Tests and Testing: The Case of Hearing and the Making of Modern Aurality in the Long Twentieth Century

Alexandra Hui

American Institute of Physics

Wednesday, October 21, 2020 3:00 pm EDT

1 Physics Ellipse
College Park, MD 20740

This event will be live online. Register here.
 
Abstract:
 
Test subjects and testing practices suffuse the history of modern science and medicine. Like the ubiquitous “experiment,” tests carry epistemological power. Yet the history of testing remains undertheorized. In this talk, Hui will examine “testing” through a series of exemplary cases of testing of hearing and testing with hearing during the long twentieth century, from the “Tone Test” of the Edison Phonograph Company to the worker surveys of Muzak to the training protocols of early sonar operators in the US Navy. Hearing tests have been employed in both the sciences and the arts, functioning as cultural techniques of assessment, training, and standardization.
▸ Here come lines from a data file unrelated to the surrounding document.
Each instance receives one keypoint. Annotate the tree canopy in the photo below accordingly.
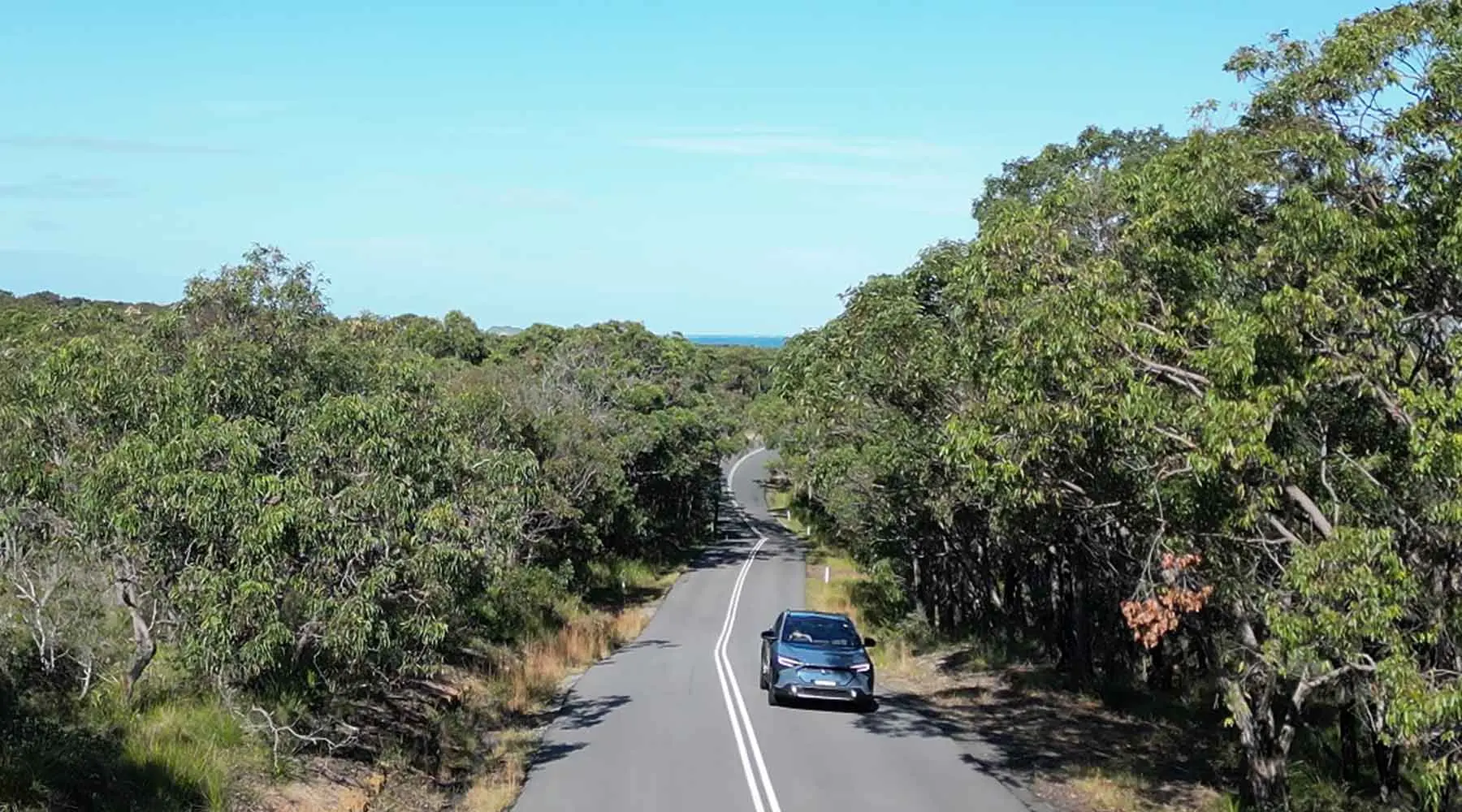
(1187, 408)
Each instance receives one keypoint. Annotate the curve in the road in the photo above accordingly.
(645, 728)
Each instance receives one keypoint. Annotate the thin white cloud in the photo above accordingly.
(58, 188)
(855, 177)
(535, 197)
(763, 144)
(87, 144)
(243, 108)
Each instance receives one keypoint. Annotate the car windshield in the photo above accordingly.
(820, 631)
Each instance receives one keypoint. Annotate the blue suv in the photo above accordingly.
(816, 656)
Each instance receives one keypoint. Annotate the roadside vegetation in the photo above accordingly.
(257, 555)
(1182, 425)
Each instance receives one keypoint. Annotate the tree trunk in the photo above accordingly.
(1350, 744)
(1266, 780)
(146, 647)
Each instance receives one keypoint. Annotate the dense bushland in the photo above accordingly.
(1186, 412)
(294, 520)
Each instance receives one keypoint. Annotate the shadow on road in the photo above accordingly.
(553, 751)
(1016, 729)
(579, 713)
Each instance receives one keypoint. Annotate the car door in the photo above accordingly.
(768, 652)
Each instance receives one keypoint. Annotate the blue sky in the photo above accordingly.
(707, 168)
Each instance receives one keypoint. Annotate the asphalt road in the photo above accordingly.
(676, 720)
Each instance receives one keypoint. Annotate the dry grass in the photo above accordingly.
(497, 788)
(526, 687)
(512, 700)
(531, 678)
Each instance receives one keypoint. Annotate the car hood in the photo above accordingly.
(818, 656)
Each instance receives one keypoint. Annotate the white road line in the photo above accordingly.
(725, 674)
(725, 685)
(736, 689)
(736, 464)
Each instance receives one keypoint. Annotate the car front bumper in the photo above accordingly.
(803, 684)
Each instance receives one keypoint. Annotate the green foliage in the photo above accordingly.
(310, 514)
(1186, 411)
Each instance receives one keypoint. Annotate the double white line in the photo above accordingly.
(736, 706)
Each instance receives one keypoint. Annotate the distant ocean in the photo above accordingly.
(746, 340)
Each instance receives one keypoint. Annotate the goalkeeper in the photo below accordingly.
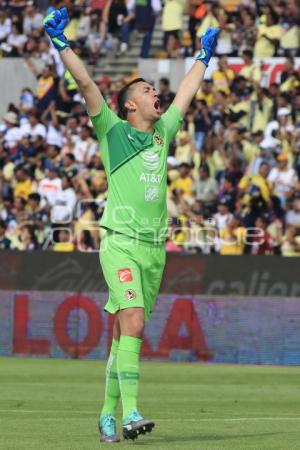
(134, 150)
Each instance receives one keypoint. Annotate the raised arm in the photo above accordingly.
(54, 25)
(193, 79)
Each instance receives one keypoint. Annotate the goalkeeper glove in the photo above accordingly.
(54, 25)
(209, 42)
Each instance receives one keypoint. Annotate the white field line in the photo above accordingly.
(212, 419)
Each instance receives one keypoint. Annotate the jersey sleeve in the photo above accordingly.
(104, 121)
(171, 121)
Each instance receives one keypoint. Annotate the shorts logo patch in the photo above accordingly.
(158, 139)
(130, 294)
(125, 275)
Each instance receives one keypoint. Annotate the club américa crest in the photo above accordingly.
(158, 139)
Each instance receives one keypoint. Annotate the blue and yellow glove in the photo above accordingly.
(209, 42)
(54, 25)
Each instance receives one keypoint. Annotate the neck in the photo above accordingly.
(141, 124)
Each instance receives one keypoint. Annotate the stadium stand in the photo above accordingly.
(235, 164)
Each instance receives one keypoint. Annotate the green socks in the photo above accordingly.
(128, 371)
(112, 389)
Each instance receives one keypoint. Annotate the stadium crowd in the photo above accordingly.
(233, 169)
(97, 26)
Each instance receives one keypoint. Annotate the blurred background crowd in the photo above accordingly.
(233, 169)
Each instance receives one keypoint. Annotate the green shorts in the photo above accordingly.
(133, 271)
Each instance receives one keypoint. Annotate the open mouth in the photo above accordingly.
(157, 105)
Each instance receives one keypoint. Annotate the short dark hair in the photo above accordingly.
(70, 156)
(123, 95)
(165, 81)
(35, 196)
(248, 52)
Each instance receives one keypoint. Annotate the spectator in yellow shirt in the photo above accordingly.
(23, 187)
(222, 78)
(232, 238)
(250, 71)
(206, 93)
(257, 184)
(185, 182)
(268, 36)
(64, 243)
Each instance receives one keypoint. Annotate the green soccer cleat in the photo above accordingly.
(135, 424)
(107, 428)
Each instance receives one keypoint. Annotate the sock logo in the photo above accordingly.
(125, 275)
(130, 294)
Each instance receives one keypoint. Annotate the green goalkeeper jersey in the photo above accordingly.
(135, 163)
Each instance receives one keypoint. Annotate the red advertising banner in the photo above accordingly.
(256, 330)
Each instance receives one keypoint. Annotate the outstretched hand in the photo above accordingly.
(209, 42)
(54, 25)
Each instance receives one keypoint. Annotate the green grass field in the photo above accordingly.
(54, 404)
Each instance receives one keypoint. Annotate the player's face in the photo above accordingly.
(146, 100)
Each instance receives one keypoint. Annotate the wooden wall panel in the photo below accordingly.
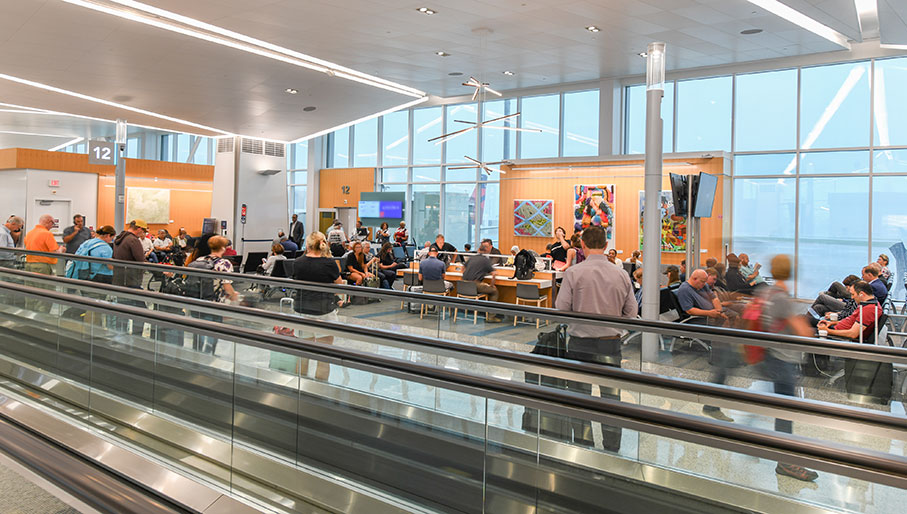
(552, 183)
(330, 194)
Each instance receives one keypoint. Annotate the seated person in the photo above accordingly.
(861, 321)
(696, 300)
(734, 278)
(357, 264)
(835, 298)
(277, 255)
(447, 251)
(432, 268)
(871, 276)
(477, 268)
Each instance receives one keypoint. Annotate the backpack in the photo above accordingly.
(524, 265)
(202, 287)
(82, 269)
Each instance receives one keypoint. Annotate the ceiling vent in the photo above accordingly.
(255, 146)
(224, 145)
(274, 149)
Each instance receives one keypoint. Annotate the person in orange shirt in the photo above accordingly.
(39, 239)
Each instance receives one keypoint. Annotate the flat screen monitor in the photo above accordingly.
(705, 195)
(679, 193)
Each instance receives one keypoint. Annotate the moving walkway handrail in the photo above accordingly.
(876, 353)
(90, 482)
(660, 382)
(855, 462)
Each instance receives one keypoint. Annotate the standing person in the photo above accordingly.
(783, 366)
(128, 247)
(595, 286)
(316, 265)
(401, 236)
(382, 235)
(76, 234)
(477, 267)
(297, 231)
(13, 226)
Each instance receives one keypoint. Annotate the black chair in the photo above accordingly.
(528, 294)
(469, 289)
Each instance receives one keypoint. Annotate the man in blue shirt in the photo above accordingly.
(871, 275)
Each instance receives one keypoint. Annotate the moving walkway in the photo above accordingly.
(404, 422)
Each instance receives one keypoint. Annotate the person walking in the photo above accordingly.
(595, 286)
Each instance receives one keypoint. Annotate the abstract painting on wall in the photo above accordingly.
(673, 227)
(533, 218)
(594, 206)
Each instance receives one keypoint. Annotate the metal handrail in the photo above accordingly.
(653, 381)
(855, 462)
(716, 334)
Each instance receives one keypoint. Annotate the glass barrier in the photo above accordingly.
(247, 416)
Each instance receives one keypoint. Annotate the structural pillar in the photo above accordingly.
(651, 246)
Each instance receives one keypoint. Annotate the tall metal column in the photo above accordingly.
(651, 245)
(119, 201)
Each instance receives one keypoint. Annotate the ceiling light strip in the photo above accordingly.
(796, 17)
(360, 120)
(167, 20)
(64, 145)
(107, 102)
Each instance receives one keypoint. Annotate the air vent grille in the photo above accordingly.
(225, 144)
(274, 149)
(252, 146)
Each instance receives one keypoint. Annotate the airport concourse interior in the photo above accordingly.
(469, 256)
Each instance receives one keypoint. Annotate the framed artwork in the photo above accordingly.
(673, 227)
(594, 206)
(533, 218)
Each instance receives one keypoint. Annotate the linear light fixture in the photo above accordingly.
(167, 20)
(797, 18)
(106, 102)
(360, 120)
(64, 145)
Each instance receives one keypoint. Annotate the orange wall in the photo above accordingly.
(190, 184)
(552, 182)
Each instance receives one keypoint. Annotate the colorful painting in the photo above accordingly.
(673, 227)
(594, 206)
(533, 218)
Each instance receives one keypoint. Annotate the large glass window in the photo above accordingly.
(635, 132)
(889, 227)
(834, 106)
(581, 123)
(833, 239)
(764, 217)
(890, 102)
(499, 144)
(466, 143)
(365, 144)
(395, 139)
(766, 111)
(459, 214)
(340, 149)
(540, 113)
(427, 125)
(704, 114)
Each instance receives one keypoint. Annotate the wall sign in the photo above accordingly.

Applied at large scale, tests of seemingly small measure — of auditory acuity, of hearing range — helped redefine the modern concept of hearing as such. The historical study of testing of and with hearing illuminates the co-creation of modern epistemic and auditory cultures. More generally, it demonstrates that testing as such became an enduring and wide-ranging cultural technique in the modern period, one that is situated between histories of scientific experimentation and many fields of application.
 
Bio:
 
Alexandra Hui received her PhD in 2008 from the University of California at Los Angeles and is currently an Associate Professor of History at Mississippi State University, head of the History of Science, Technology, and Medicine field, and Core Faculty of the Center for the History of Agriculture, Science, and the Environment in the South there. She is also the Co-Editor of the History of Science Society publications, including the journal Isis. In addition to her monograph, The Psychophysical Ear: Musical Experiments, Experimental Sounds, 1840-1910 (MIT Press, 2012), which explores the relationship between psychophysical studies of sound sensation and music culture in the German-speaking world, Hui has published several scholarly articles, chapters in anthologies, and co-edited the 2013 Osiris volume on music, sound, and the laboratory. She has received fellowships from the National Science Foundation, the Fulbright Foundation, and the Alexander von Humboldt Foundation. Hui is currently working on two research projects. The first examines the co-development of new listening forms and background music technology in twentieth-century America. The second project is a comparative study of how field scientists listened to the environment in Germany and the US in the nineteenth and twentieth centuries.